The articles collected in this issue represent some snapshots of aspects of the large and increasingly successful efforts that the scientists and funding agencies have recently put into nanotechnology research.
From the end of 1990s, the major funding agencies in China, like Ministry of Science and Technology of China (MOST), National Science Foundation of China (NSFC) started to enhance the support for the research of nanoscience and nanotechnology. Since then, both basic and applied researches in nanoscience and nanotechnology became the priority programs in the institutes of Chinese Academic Science (CAS) and most of research oriented universities.
The number of publications and patents contributed by the scientists from China in this field has grown very fast in the last ten years. Since the progress of nanotechnology is expected to provide the solutions for the problems in energy and environment which are the great challenges for China, the most populated country in the world, in the next decades.
Very recently, the Chinese government released its National Long Term Development Layout 2006–2020, Nanoscience and nanotechnology is one of the four national initiative basic research programs.

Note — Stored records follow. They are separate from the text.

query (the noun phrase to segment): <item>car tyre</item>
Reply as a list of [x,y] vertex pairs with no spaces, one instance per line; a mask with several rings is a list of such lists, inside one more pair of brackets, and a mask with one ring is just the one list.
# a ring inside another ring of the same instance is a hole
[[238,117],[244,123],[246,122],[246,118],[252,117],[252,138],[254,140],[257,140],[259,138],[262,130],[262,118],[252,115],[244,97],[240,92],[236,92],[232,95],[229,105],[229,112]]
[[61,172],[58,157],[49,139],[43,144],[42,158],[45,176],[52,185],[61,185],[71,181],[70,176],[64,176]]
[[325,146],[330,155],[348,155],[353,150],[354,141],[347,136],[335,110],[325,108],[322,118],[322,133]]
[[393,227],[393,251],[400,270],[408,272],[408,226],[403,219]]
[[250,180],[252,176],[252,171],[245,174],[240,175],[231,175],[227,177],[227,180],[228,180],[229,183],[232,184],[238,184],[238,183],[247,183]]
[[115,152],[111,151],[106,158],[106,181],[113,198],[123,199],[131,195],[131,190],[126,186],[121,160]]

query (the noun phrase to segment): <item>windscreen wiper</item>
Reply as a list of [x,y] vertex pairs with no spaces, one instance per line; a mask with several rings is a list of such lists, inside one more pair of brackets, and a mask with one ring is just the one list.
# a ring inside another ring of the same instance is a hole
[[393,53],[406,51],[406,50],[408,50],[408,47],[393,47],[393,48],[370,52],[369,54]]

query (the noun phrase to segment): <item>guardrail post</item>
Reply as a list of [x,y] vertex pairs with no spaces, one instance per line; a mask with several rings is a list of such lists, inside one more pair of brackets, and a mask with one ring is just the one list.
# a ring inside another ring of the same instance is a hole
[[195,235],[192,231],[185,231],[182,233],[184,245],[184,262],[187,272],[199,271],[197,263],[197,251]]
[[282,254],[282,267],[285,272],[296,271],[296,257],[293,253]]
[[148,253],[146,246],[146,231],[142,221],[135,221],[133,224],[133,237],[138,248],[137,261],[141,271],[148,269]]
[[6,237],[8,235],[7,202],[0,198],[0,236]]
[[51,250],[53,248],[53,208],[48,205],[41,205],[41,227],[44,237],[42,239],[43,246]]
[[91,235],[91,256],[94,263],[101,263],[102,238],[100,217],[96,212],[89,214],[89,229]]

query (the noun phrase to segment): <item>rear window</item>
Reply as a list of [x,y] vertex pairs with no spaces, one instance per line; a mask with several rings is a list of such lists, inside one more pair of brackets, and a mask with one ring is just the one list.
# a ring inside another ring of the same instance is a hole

Looking forward, the R&D of nanotechnology will be still one of the most active fields in China.
The nanotechnology research in China covers most aspects of nanoscience and nanotechnology. Four areas have generally been addressed. First, synthesis and growth of nanoscale structures composed of semiconductors, metals and polymers, and to make electronic devices and sensors from molecules and nanoparticles.
Second, characterisation of nanostructures and imaging electrons inside nanostructures by various analysis methods, especially scanning probe microscopes (SPMs).
Third, manipulation and control of the quantum state such as spins, charges and orbit of the molecule and nanostructures.
Last, the application of nanomaterials and nanotechnology in biology and life science, such as drug carriers and therapy. The researchers have so far gained many attracting accomplishments mainly on the assembly, characterisation and manipulation of nanostructure via ‘bottom up’ stratagem, while the design and the fabrication of nanodevices is not adequate due to the incomplete ‘top down’ techniques based on the weak micro-fabrication process.